Aligns with CCSS.ELA-Literacy.RL.7.9: Compare and contrast a fictional portrayal of a time, place, or character and a historical account of the same period as a means of understanding how authors of fiction use or alter history.

Activity 3 is a dramatization exercise that commences after students have finished reading a sufficient portion of the novel and have reviewed the suggested online resources.
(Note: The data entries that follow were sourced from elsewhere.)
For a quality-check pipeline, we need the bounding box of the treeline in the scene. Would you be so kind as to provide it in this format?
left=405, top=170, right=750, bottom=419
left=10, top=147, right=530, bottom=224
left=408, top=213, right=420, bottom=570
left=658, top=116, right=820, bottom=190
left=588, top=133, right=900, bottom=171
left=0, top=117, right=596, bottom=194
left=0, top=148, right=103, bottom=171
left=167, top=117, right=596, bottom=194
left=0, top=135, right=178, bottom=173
Working in groups, students choose a subject for a short dramatic scene depicting some activity from a day in the life of a farm laborer or a member of a farm laborer’s family, based on their reading of Esperanza Rising as well as their background research.

Aligns with CCSS.ELA-Literacy.SL.7.4: Present claims and findings, emphasizing salient points in a focused, coherent manner with pertinent descriptions, facts, details, and examples; use appropriate eye contact, adequate volume, and clear pronunciation.

Activity 4 focuses students’ attention on the literary qualities of the novel as well as the larger themes and the lessons learned by Esperanza from her experiences. Each group makes a chart on which they list the parts of the story, the setting, the characters, themes, symbols, imagery, and so on. They create an outline of the plot of the story. The Esperanza Rising LaunchPad can be used as an additional or alternate independent student activity.

Aligns with CCSS.ELA-Literacy.RL.7.3: Analyze how particular elements of a story or drama interact (e.g., how setting shapes the characters or plot).

Through a careful reading of this narrative, students uncover the difficult choices faced by many who decide to leave their home country and migrate to the United States. Esperanza Rising epitomizes the similar plight faced by immigrant children the world over. It offers a hopeful outcome to the challenges of making a new home and reinventing yourself in a strange land—a model in how to rise again like the mythical phoenix from the stories Esperanza’s grandmother told her when she was a child.